Archive:SEP Si3 Deduplication Store
THE CONTENT OF THIS PAGE IS OUTDATED | |
SEP AG has discontinued support for obsolete SEP sesam versions. Instructions are still available for these SEP sesam products, however, SEP AG accepts no responsibility or liability for any errors or inaccuracies in the instructions or for the incorrect operation of obsolete SEP sesam software. It is strongly recommended that you update your SEP sesam software to the latest version. For the latest version of SEP sesam documentation, see documentation home. |
Requirements
This article describes configuration of SEP sesam Si3 deduplication store, introduced in SEP sesam version 4.4.2. Note that this is not the latest version of SEP sesam Si3 documentation and, as such, does not provide information on features introduced in 4.4.3 and described in Configuring an Si3 Deduplication Store.
Operating systems
Only 64 Bit platforms are supported. 32 Bit OS cannot handle more than 3.6 GB RAM without tricks.
- Windows 2008/2008 R2
- Windows 2012/2012 R2
- SLES 11/12
- RHEL 6/7
- Debian Wheezy
Hardware
Here are the 'minimum' hardware requirements to operate SEP sesam Si3 deduplication server.
- Productive environments
- 16 GB RAM
- 4 CPU cores for one Si3 data store
- 1 TB free hard disk space
- Test environments only
- 8 GB RAM at least
- 2 CPU cores
- 1 TB
- Java – for details on the required Java version, see Java Compatibility Matrix. Because Si3 is not "mandatory" there is no dependency rule in RPM/DEB packages for it.
- Additional amount of RAM and CPU cores required for one Si3 data store. The TB value is the capacity of the Si3 data store:
10 TB: 2544M 20 TB: 4839M 30 TB: 7134M 40 TB: 9429M 50 TB: 11724M 60 TB: 14019M
- Amount of CPU cores required for one Si3 data store. The TB value is the amount of backed up date (before deduplication)!
Backed up data CPU cores 10 TB: 4 20 TB: 4 40 TB: 8 80 TB: 16 160 TB: 32 or 64
Attention: Please keep in mind that these figures only represent demand of the deduplication. The amount of memory for the operating system and other services has to be added too.
Configuration
Attention |
Note: |
The article Configuring an Si3 Deduplication Store describes the steps necessary to configure a Si3 Deduplication Store via SEP sesam GUI. |
The index size (max_pages) and the required main memory for java are the both important parameters for the Si3-T DataStore operation. Both parameters will be calculated and used during the creation of a Si3-T DataStore. The max_pages value will be dynamically increased if required.
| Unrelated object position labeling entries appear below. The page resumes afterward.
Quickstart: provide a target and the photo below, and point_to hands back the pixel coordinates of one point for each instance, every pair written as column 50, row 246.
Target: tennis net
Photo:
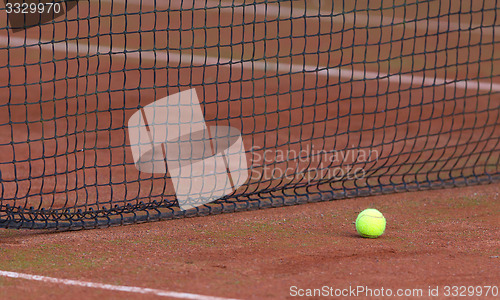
column 329, row 99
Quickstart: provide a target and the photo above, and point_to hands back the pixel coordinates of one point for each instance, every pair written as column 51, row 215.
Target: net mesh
column 333, row 99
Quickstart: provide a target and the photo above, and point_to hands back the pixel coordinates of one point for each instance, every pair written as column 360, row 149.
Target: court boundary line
column 177, row 58
column 110, row 287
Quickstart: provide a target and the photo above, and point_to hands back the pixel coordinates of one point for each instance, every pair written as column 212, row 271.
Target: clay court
column 414, row 84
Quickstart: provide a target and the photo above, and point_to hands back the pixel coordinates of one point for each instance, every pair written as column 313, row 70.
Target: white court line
column 109, row 287
column 177, row 59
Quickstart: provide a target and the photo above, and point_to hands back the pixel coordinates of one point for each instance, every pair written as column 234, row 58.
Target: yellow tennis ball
column 370, row 223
For planning the hardware for a Si3-T DataStore server the command sm_dedup_interface can be used. As parameter the size of the DataStore partition (DataStore capacity) is required.
command:
sm_dedup_interface propose jvmconfig <value in GB>
sample:
DataStore Partition with 50 TB (50000 GB)
sm_dedup_interface propose jvmconfig 50000
bigsrv1:~ # sm_dedup_interface propose jvmconfig 50000 JAVA_OPTS=-Xmx1333M -XX:MaxDirectMemorySize=11724M
These JAVA memory parameters will be automatically inserted in the drive configuration file of the Si3 DataStore drive, which resides in <SESAM_VAR>/ini/stpd_conf folder.
stpd_conf
Si3 and stpd configuration will be saved in an INI file in gv_rw_ini:stpd_conf directory. File name is derived from hw_drives.device (DS@ds1_2) as for every other DS device. At the moment some information are duplicated, because used by Si3 server and stpd.
bigsrv1:/var/opt/sesam/var/ini/stpd_conf # cat ds1_2.ini [DEDUP] Backend=dedup Hostname=localhost defaultRepoPath="/datastore/ds1/ds1" maxPages=481900 port=11703 sds_jvm_options="-Xmx1032M -XX:MaxDirectMemorySize=1355M" [DISK_STORE] Storage_Location=/datastore/ds1/ds1 Size=1000GB backend=dedup hostname=localhost port=11703
You can manually set the JAVA memory parameters in the sm.ini file. The parameter in the sm.ini will override the automatically generated parameter from the drive ini file. The recommended -Xmx value is 1/4 of the available RAM. Meaning if 16GB RAM are available than 4GB (4096M) RAM should at least be configured for the Si3. To obtain the default parameters used by java on the target system use java -XX:+PrintFlagsFinal and search for MaxHeapSize (-> Xmx) and InitialHeapSize (-> Xms).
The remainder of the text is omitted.